Saturday, October 28, 2017

Mata Hari: Remembering Her One Hundred Years After The Execution



In Vincennes, on Oct 15th, 2017, where Mata Hari was shot, one hundred years ago. 


The above is a short clip that I made when visiting the park of Vincennes, in Paris, for the centennial of Mata Hari's death. I was exactly (I think) where Mata Hari was executed, and I had my wife, Grazia, recording this short speech of mine. It was an impromptu performance, nothing scripted, so excuse me if it is a little rough. But I thought I could have done it as a small homage to Mata Hari; the best I could do. 

The idea this little talk of mine was to place Mata Hari's death in the context of the great "pulse" of extermination that gripped the world, starting with what we call the "first world war"; really just an episode of the pulse. Overall, some 260 million people are believed to have been killed over some 50 years of madness. 

Of course, Mata Hari was just one of the many victims of this period. There were many before her, and many, many more after her. But I think we can take her execution as somewhat of a starting point of something. 

In 1917, the Great War had raged already for three years, but at it was at that point that things really started to be ugly; uglier than anything ever seen before. It was the moment when a wave of hate-generating propaganda pervaded Europe - it was the starting point of everything that happened afterward. Just to cite an example, on the centennial of the battle of Caporetto, one week later than Mata Hari's death, an Italian General declared, correctly, "it was when we learned to hate our enemies". 

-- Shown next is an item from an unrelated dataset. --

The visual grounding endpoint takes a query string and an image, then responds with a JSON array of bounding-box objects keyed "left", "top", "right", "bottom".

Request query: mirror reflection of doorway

So, it is no coincidence that Mata Hari, a woman who was so clearly both innocent and harmless was killed by the French state. She was killed for no other reason than pure hate. It was part of the beginning of a true tsunami of hate that swamped Europe and most of the world.

The Great War was supposed to be the war that would end all wars. It didn't, just as no other war ever did. We cannot say whether the great pulse of the 20th century was an end of something or the start of something much larger. As always, only the future will tell us about the future.

But we can remember a brave woman, Mata Hari, who died that day at Vincennes, a victim of hate and injustice. Of course, she was not an intellectual, not a person of culture, she probably had no idea of what was happening to her and to the world. But she chose as her stage name that of "the path of light," a path that, one day, we might learn to follow.